A Eslovénia, a Eslováquia, Malta e a parte de Chipre não ocupada pela Turquia foram, até 2013, os únicos territórios onde o novo euro ainda circulava, como curiosidade financeira e não como moeda de reserva mundial.

No entanto, na Alemanha, Finlândia, Áustria, Holanda e em algumas outras nações, o empobrecimento fora invertido. De repente, os consumidores perceberam que estavam melhor quando faziam compras em novos marcos, marcos finlandeses, xelins e florins. O "franco forte 2", de França, tentou manter o seu valor contra o novo marco, com resultados contraditórios. Na sua "última conferência de imprensa", um Presidente Sarkozy exausto classificou os especuladores de câmbios e os jornalistas de "pedófilos idiotas": "Meus senhores, já não tereis mais Sarko para vos maltratar". Sarkozy perdera a presidência para Dominique Strauss-Kahn, o antigo presidente do Fundo Monetário Internacional, que regressara a França para lutar pelo Eliseu. O slogan de DSK foi: "Nunca acreditei no euro".

No Reino Unido, a agonia do euro foi observada com distanciamento. Os políticos aos quais se deveu a libra ter ficado de fora receberam agradecimentos tardios. Margaret Thatcher, frágil e confinada a uma cadeira de rodas, foi empurrada da sua casa de Belgravia para Carol, para ouvir os agradecimentos de grupo de eurocéticos. Afinal, tinha sido ela quem defendera que o euro era mau não só para o Reino Unido como para todos os europeus.

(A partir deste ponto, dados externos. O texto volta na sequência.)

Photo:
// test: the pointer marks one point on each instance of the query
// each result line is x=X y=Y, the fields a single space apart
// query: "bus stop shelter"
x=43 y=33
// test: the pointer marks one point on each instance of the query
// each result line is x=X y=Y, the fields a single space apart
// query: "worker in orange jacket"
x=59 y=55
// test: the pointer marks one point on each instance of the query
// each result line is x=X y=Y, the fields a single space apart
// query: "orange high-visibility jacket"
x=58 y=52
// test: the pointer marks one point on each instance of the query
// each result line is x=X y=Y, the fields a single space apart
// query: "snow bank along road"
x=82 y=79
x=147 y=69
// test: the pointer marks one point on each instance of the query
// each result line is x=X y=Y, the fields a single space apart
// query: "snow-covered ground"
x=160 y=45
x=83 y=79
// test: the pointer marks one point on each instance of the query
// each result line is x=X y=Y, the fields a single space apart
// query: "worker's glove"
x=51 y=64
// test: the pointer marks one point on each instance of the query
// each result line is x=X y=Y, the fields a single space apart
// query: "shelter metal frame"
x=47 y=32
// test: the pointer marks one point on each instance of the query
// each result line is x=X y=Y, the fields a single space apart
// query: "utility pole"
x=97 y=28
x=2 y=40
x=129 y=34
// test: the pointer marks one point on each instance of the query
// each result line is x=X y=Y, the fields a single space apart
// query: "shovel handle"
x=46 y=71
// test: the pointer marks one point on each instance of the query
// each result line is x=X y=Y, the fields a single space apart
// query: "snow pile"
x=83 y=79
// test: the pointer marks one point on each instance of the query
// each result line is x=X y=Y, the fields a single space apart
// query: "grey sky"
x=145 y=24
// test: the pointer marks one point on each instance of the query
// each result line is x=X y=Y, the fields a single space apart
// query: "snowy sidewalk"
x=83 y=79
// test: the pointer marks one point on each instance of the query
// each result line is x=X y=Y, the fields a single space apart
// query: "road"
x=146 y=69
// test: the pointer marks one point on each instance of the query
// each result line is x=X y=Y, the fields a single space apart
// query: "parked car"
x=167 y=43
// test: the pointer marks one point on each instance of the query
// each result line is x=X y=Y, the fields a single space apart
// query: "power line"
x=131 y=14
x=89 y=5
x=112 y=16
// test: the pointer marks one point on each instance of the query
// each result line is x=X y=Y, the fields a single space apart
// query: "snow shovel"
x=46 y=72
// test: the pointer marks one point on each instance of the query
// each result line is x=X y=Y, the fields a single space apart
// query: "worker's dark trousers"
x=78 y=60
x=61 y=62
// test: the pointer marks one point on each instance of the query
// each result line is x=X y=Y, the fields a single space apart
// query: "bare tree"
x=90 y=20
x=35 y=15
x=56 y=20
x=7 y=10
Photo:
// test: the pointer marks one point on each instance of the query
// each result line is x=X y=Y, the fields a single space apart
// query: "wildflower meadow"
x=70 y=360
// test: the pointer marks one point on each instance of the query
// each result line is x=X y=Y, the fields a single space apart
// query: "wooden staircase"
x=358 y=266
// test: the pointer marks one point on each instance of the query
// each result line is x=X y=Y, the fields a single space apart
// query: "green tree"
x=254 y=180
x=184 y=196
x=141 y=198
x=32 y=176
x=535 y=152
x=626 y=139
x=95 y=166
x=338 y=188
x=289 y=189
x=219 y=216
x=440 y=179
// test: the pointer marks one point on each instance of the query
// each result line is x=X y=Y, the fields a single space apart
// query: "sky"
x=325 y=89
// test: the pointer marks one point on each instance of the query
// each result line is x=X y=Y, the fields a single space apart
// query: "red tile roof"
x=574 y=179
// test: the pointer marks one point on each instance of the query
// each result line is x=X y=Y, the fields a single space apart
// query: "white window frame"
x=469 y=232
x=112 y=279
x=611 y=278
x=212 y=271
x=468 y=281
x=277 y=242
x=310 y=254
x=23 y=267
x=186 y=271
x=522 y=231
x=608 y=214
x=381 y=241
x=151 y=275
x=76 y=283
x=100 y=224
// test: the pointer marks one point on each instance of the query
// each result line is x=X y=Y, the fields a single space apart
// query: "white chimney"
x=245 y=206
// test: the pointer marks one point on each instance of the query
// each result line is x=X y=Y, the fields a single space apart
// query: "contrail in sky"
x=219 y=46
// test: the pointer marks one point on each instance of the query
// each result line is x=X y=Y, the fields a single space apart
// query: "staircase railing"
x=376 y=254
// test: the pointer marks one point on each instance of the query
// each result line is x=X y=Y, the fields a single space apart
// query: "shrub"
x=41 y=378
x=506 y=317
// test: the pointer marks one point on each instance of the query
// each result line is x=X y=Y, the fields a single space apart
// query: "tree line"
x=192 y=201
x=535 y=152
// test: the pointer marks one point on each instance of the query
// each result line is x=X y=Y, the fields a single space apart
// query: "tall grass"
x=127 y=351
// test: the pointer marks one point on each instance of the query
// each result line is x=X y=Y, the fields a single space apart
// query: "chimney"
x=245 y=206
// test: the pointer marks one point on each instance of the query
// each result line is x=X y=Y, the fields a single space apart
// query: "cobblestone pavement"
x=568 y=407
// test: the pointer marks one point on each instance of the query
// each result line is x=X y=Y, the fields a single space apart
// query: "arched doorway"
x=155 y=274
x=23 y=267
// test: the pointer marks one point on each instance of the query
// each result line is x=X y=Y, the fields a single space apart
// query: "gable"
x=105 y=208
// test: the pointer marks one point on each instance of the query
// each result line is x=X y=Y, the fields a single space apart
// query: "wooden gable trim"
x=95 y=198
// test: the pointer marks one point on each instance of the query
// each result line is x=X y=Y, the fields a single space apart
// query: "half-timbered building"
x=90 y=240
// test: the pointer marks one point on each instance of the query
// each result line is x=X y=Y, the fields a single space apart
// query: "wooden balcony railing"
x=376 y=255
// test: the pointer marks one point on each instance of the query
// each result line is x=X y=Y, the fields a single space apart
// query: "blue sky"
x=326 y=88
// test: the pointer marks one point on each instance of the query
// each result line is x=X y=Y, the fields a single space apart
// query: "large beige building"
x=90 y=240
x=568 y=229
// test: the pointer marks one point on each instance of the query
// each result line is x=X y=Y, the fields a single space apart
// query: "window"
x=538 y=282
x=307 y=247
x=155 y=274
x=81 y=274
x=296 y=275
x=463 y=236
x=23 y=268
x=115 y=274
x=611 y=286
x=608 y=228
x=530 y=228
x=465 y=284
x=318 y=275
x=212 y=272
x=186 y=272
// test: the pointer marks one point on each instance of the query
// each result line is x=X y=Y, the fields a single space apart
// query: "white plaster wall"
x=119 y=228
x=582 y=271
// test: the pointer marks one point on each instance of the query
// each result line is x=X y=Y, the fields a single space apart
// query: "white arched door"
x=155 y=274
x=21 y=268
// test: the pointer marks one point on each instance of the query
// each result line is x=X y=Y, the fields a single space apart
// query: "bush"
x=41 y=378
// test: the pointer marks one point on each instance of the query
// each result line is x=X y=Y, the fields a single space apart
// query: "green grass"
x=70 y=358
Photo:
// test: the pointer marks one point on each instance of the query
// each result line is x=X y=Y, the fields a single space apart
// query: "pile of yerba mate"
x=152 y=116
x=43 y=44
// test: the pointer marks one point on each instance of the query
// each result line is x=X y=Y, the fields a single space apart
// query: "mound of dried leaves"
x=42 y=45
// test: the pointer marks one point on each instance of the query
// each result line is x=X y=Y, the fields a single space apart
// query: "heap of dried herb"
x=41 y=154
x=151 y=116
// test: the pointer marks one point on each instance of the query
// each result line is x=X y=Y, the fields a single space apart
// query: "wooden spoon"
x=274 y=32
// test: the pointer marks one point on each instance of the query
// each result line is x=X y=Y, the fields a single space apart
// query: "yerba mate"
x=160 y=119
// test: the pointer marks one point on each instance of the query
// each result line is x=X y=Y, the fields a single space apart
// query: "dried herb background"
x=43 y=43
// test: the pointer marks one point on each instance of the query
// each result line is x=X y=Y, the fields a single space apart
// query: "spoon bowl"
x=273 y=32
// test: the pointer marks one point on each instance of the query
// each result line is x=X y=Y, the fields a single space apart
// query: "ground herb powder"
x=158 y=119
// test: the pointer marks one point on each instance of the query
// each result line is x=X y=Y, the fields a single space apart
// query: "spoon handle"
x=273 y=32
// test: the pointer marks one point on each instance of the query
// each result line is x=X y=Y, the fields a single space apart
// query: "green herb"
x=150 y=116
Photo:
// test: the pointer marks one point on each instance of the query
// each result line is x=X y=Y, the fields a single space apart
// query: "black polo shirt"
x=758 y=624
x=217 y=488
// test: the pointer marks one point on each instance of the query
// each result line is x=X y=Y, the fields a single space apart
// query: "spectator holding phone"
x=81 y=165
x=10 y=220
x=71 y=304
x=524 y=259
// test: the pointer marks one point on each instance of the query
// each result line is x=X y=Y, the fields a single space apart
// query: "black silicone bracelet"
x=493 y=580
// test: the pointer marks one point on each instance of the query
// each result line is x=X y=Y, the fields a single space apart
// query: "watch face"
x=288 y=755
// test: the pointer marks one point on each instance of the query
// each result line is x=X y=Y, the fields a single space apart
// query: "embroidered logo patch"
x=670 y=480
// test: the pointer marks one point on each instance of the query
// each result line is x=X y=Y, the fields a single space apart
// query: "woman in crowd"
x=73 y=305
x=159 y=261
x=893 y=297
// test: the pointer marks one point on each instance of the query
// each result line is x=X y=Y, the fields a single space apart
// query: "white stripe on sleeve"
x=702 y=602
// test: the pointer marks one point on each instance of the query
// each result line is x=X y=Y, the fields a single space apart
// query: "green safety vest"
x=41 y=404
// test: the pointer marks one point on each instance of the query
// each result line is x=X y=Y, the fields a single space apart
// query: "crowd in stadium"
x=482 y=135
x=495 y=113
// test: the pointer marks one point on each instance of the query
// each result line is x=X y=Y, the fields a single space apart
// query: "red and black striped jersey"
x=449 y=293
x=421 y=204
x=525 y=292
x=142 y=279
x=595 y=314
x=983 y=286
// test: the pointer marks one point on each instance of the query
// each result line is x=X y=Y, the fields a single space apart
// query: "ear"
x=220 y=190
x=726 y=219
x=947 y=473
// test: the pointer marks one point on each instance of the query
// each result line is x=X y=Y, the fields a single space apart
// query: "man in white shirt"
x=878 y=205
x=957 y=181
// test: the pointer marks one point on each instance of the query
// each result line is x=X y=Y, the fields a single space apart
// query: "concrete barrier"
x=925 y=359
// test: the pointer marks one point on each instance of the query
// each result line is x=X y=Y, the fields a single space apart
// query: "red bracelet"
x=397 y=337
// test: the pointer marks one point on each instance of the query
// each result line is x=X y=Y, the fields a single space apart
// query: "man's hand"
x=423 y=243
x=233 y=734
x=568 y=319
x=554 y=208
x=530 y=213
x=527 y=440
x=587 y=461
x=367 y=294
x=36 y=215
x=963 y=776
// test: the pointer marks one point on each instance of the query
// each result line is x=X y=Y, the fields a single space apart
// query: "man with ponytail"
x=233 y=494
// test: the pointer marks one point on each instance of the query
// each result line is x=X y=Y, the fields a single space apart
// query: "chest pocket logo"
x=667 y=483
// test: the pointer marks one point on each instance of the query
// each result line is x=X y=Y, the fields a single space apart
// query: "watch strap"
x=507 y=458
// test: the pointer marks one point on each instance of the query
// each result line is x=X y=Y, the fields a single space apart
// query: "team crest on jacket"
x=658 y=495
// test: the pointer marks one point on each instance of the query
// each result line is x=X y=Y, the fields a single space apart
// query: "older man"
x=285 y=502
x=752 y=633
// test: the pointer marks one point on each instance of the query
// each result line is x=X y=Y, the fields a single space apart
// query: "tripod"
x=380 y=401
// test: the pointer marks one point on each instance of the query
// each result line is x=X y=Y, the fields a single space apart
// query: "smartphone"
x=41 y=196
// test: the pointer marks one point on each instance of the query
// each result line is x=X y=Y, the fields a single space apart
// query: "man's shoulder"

Pouco depois da introdução do euro, em 1999, um operador de câmbio não identificado de Londres chamou-lhe "moeda higiénica". Pouco mais de uma década depois, tinha ido pela sanita abaixo. O facto não foi tema de primeira página nem em Deli nem em Pequim.

Tendência

Marco alemão está para voltar?

Os profetas da desgraça já o sabem: o marco alemão está em vias de regressar. “É apenas uma questão de semanas”, anunciava recentemente o Frankfurter Allgemeine Sonntagszeitung, que seguiu as atividades de Walter K. Eichelburg. Nos seus seminários e no seu sítio, Hartgeld.com, este vienense que se autoproclama especialista financeiro “encontra um público atento na comunidade digital e sobreaquecimento crónico desde o primeiro salvamento de um Estado da Europa”.

Eichelburg garante que altos responsáveis políticos e financeiros lhe confidenciaram que “desde o final de 2009, o presidente do Bundesbank [Axel Weber] distribuiu ao seus círculo de fiéis marcos recentemente impressos”. Quanto a Angela Merkel, em maio de 2010 e sob pressão do Presidente francês, viu-se obrigada a fazer marcha atrás e deu ordens para serem recolhidas todas as notas que tinham sido distribuídas para serem guardadas em local seguro.

Eichelburg aconselha os seus clientes a investirem em ouro e organiza cursos de sobrevivência onde os seus discípulos aprendem a fabricar carne fumada e a desenvencilharem-se sem eletricidade. Tudo pago – como sempre – em euros.